In 1957 jazz historian and Harvard/Yale alum Marshall Stearns threw the ultimate jazz-Ivy shindig. Held in honor of sitar player Ravi Shankar, the party juxtaposed Indian music with jazz, and included a jam session with Dizzy Gillespie. LIFE Magazine captured the soirée, which drew the kind of crowd only possible in New York: a dazzling melange of socialites and hipsters, artists and businessmen, with everyone dressed to the nines. Though LIFE only devoted one page to the event in the magazine, the LIFE archives include an extensive photo set entitled “East-West Jam Session.”

Just what kind of party was it? The kind set against a backdrop of modernist sculpture and an enormous record collection:

Where drummers in knit ties and pinned club collars…

… entertained bearded intellectuals:

And where bankers and clergymen…

… rubbed shoulders with finger-poppin’ hepcats:

Where artsy women discussed the “Bhagavad Gita”…

… and surgeons mixed with society matrons…

… while a kimono-clad Japanese woman played the piano:

The kind of party where uptown divas and aspiring novelists…

… bespectacled librarians and Svengali-like philosophers…

Got to hang out with Dizzy Gillespie, who wore his shades and smoked his pipe…

… and everyone had a great time…

… until the party reached its inevitable conclusion.

Special thanks to AldenPyle of Andy’s Trad Forum, a deft LIFE archives searcher, for finding these great shots.

And since we can’t have a post about Dizzy Gillespie without music, here’s Diz’s orchestra doing “The Champ,” which you’ll recognize from “The Talented Mr. Ripley.” — CC

18 Comments on "Shoulda Been There: A Swellegant, Elegant Party, 1957"

  1. Nicely written. I wonder if the Japanese lady in the kimono was Toshiko Akiyoshi.

  2. Thanks, AP, and thanks again for bringing these great shots to our attention.

  3. Very likely that it is Toshiko Akiyoshi, since she began studying at Berklee in 1956.

  4. Looks like Quincy Jones nodded off in the photo above the one with Dizzy and the pipe.

    B

  5. I am pretty sure that is Akiyoshi.

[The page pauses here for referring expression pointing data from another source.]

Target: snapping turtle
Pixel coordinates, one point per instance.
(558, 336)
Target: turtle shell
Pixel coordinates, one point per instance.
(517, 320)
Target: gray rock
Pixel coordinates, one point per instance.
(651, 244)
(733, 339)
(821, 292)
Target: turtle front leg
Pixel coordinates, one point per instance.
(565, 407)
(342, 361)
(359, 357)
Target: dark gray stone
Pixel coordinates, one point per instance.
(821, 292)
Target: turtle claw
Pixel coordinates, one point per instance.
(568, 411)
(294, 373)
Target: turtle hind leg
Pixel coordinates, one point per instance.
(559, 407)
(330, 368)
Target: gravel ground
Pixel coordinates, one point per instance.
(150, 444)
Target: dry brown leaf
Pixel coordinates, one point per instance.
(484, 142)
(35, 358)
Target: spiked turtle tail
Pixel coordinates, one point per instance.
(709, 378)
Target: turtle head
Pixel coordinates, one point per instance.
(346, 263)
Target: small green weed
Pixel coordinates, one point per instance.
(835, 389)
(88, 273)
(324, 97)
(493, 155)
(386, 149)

You can see here face better in other pics.

    That does look like Quincy Jones.

  6. archbishop | March 10, 2010 at 8:50 pm |

    The “bearded intellectual” is Nat Hentoff.

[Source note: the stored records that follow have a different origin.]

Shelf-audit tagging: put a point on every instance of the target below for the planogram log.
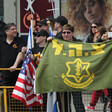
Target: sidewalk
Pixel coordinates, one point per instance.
(86, 99)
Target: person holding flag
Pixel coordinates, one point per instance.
(10, 46)
(41, 39)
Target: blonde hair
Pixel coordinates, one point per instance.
(76, 17)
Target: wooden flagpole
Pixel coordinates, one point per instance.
(32, 33)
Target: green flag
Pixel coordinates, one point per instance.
(73, 66)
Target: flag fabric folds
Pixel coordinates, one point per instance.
(73, 66)
(24, 88)
(51, 102)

  7. I live in that stone house and still smells music. Can anyone help me acquire a few photos related to this sacred address ?

  8. According to Dan Morgenstern, the director of The Institute of Jazz Studies ,the bass player is Al Cotton.

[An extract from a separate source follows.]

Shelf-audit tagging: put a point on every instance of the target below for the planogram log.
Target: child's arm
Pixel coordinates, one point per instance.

  9. Wow, a young Nat Hentoff..All I got to do in 1957 was see Elvis in Philly.

  10. Al Cotton III | September 4, 2012 at 7:50 pm |

    I am Al cotton III. My father played with so many jazz greats. my daughter, who is now a pre-law student at NYU, is at home, one block from the Blue Note, her grandfathers favorite place to play.

  11. All Cotton III, I am curious,; is the bass player in the photos, playing with Dizzy.Gillespie your father ?

  12. Alphonso Cornell Cotton III | January 29, 2016 at 2:35 am |

    Yes . My dad passed away in 1998, and my sister and I have been trying to locate his bass. When we were notified of his passing, the case was in his apartment but the bass was gone.

  13. Alphonso Cornell Cotton III | January 29, 2016 at 2:40 am |

    Go to Time magazine Archives: East-West Jam session source: life
    Also: http://www.ivy-style.com/shoulda-been-there-dizzys-jam-session-1957

  14. Edoardo Vaccari | October 4, 2016 at 11:50 am |

    I’m pretty sure the white guy playing clarinet is Tony Scott, a greatly talented and sadly forgotten musician. Italian director Franco Maresco directed a wonderful and moving documentary about him entitled “Io sono Tony Scott, ovvero come l’Italia fece fuori il più grande clarinettista del jazz” (English: I am Tony Scott. The Story of How Italy Got Rid of the Greatest Jazz Clarinetist). Highly recommended!

  15. Alphonso Cornell Cotton III
    Is there anywhere on the net we can learn more about your father?

  16. @MacM, yes; and I’d like to know more about how we can assist in finding that bass.

  17. For those youngsters who didn’t recognize the reference to Cole Porter’s High Society in the title:

    http://youtu.be/7kq1JQUhwVQ

  18. Dr. Karen Cotton McDaniel | May 31, 2018 at 6:45 pm |

    The only recording I have found of my father is the Hal Stein And Warren Fitzgerald Quintet which is on CD.